# What are the angles of spherical triangles of a sphere partitioned in 4 equal spherical triangles?

A tetrahedron inside a sphere can divide a sphere into 4 equal spherical triangles.

What are the angles, coordinates of vertices and arc lengths of those spherical triangles?

Since the sides of a spherical triangle are arcs, they can be described as angles, and so we have two kinds of angles:

1. The angles at the vertices of the triangle, formed by the great circles intersecting at the vertices and denoted by Greek letters.
2. The sides of the triangle, measured by the angle formed by the lines connecting the vertices to the center of the sphere and denoted by lower-case Roman letters.

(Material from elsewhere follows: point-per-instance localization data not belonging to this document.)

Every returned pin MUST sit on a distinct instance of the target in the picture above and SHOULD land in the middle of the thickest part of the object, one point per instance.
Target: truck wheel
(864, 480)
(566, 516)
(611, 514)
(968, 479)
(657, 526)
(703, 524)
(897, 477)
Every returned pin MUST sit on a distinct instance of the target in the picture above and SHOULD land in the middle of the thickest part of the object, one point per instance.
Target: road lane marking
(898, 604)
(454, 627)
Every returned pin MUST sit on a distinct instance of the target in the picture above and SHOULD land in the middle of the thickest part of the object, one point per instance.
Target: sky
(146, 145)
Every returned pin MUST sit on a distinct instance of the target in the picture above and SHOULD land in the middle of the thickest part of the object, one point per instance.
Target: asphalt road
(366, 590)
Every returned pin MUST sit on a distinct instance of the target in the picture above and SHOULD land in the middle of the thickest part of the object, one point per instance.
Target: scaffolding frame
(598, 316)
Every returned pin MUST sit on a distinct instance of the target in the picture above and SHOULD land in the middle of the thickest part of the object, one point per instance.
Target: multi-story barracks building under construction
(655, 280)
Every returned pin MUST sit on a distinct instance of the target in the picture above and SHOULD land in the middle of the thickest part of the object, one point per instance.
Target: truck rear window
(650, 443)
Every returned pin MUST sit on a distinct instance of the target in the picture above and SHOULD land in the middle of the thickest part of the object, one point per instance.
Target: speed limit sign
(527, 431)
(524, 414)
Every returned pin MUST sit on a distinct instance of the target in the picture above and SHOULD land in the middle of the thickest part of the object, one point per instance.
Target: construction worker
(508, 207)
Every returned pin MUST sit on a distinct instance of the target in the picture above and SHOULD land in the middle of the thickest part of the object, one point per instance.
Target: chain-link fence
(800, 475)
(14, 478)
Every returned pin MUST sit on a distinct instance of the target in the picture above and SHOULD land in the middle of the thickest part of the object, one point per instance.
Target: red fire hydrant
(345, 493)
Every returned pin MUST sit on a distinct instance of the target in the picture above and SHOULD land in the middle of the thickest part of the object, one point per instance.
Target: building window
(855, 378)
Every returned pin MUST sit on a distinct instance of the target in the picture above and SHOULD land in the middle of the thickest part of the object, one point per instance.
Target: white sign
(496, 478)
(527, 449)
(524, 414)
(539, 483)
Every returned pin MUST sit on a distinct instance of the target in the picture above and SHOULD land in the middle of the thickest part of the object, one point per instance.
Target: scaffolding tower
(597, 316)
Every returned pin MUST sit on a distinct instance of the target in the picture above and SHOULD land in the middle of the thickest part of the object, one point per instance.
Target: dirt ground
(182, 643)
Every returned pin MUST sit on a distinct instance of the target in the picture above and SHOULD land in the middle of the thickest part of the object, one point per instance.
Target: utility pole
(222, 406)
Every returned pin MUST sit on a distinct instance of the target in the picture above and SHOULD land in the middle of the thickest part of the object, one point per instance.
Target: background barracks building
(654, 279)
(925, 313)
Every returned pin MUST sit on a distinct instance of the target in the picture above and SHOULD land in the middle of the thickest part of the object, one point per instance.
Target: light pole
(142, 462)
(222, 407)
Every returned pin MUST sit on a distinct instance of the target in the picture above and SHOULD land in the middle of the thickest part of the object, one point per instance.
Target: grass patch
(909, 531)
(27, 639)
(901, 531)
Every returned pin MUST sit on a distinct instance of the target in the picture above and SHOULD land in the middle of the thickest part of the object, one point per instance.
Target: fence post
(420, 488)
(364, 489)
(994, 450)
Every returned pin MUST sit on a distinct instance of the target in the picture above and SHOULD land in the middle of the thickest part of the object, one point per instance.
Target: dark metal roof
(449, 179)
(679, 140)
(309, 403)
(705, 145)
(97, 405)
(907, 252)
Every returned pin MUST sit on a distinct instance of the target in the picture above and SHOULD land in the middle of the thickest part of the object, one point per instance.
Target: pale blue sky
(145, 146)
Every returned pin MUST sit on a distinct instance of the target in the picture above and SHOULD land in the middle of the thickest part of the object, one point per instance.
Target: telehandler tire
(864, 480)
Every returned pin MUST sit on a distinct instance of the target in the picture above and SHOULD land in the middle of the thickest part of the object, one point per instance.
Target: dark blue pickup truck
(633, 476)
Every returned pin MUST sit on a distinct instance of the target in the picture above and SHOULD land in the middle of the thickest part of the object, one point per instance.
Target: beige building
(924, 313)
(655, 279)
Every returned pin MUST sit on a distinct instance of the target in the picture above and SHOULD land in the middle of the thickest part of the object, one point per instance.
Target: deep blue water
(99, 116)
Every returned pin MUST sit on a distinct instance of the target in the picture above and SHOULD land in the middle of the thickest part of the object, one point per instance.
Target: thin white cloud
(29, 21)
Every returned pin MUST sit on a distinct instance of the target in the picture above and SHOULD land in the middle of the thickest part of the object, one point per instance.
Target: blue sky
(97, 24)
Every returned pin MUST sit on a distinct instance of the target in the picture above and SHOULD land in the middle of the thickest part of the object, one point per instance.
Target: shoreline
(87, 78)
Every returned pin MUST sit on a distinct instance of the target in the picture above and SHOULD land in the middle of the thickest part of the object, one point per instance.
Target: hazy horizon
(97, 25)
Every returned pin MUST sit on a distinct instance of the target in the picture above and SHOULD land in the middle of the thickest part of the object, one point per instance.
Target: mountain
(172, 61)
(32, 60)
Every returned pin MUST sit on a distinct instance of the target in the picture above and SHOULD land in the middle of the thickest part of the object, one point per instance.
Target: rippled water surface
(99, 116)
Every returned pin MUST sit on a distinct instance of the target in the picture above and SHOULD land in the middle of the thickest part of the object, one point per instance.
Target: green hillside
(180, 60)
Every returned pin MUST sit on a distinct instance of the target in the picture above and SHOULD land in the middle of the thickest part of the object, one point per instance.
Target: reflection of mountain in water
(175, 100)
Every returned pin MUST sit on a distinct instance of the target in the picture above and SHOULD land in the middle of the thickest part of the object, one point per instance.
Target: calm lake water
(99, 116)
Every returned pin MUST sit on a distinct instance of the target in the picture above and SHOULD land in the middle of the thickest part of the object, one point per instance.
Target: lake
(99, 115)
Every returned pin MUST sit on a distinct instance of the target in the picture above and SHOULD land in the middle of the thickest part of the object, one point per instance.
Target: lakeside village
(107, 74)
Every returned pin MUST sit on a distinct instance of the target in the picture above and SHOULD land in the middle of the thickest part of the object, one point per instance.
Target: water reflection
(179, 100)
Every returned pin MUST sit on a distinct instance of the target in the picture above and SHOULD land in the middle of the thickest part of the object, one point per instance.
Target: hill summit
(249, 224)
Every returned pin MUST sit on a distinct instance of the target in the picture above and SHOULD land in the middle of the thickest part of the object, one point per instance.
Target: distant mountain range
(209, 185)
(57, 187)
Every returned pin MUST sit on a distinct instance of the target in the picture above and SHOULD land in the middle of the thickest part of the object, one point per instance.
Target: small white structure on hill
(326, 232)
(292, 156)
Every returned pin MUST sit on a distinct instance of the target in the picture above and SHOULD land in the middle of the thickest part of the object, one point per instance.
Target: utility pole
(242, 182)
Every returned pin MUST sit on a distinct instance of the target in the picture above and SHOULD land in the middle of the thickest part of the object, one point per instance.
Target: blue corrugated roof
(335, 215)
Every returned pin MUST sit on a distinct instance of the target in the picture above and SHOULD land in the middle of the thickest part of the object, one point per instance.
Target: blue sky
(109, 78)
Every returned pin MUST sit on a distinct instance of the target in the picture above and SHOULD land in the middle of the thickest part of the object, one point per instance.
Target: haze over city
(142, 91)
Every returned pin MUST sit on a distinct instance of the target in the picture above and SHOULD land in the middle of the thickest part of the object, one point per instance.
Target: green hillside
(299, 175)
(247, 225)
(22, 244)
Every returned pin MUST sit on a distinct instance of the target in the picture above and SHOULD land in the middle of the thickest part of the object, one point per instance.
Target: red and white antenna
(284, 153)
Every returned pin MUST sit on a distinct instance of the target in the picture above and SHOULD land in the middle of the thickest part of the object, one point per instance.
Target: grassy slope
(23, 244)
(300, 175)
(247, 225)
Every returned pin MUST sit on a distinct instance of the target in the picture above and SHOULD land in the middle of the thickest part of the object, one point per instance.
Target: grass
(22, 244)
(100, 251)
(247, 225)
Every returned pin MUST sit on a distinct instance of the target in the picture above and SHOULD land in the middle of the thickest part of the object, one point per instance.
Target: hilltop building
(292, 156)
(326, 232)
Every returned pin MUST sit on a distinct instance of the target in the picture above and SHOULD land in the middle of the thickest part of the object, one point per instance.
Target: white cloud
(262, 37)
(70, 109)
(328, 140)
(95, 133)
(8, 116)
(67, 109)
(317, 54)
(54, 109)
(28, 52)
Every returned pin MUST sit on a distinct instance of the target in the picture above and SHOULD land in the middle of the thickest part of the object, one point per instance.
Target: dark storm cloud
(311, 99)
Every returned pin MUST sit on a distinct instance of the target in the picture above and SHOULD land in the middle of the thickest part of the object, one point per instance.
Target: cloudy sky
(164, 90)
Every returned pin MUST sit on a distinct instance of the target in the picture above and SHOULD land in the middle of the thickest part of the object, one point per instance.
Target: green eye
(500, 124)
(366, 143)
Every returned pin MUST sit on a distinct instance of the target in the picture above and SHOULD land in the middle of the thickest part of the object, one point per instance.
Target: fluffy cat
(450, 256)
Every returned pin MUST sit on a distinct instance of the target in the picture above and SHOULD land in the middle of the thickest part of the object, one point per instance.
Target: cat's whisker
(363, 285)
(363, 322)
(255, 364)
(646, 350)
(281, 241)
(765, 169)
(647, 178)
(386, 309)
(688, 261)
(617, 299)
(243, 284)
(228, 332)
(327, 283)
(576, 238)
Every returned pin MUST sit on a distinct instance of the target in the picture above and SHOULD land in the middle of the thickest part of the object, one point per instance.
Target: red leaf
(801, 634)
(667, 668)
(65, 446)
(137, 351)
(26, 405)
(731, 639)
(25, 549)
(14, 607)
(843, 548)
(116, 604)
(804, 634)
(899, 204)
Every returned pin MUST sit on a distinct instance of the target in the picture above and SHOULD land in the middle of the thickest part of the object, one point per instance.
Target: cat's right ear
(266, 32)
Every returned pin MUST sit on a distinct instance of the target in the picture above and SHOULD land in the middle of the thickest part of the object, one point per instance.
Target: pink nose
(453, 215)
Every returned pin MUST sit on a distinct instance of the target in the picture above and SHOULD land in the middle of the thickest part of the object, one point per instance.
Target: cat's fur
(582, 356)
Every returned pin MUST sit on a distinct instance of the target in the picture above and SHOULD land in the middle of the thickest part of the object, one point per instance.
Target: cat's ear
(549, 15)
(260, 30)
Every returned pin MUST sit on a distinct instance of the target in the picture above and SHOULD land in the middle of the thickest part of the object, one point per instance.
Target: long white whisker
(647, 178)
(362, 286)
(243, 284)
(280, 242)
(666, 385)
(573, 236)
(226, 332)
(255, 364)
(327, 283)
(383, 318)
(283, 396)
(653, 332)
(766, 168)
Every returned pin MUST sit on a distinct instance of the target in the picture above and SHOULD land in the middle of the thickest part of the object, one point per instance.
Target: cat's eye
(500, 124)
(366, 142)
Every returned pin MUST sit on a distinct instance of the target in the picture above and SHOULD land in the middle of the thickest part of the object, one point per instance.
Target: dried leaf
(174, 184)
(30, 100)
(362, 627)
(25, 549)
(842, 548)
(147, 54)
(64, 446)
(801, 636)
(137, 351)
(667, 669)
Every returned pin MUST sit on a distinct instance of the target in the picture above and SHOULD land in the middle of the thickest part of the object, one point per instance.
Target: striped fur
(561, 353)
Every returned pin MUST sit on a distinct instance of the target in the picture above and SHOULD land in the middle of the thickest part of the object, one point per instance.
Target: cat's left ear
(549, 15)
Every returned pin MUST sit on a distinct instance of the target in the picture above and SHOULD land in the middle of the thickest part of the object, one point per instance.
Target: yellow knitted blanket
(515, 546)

• side $\arccos(-\frac13)$ and angle $120^\circ$. Apr 3, 2018 at 12:16
• Can you specify which angle you refer to using the notation of the image above? Apr 3, 2018 at 12:26
• $a = b = c = \arccos(-\frac13)$ (assume the sphere is a unit sphere) and $\alpha = \beta = \frac{2\pi}{3}$. Apr 3, 2018 at 12:27
• I think you can find the coordinates of the vertices simply by taking the coordinates of the vertices of a regular tetrahedron. Apr 3, 2018 at 12:29
• See this question ... for something similar ? math.stackexchange.com/questions/859978/… Apr 3, 2018 at 12:43

Answering your title question, the angles are, by symmetry, $2\pi/3$.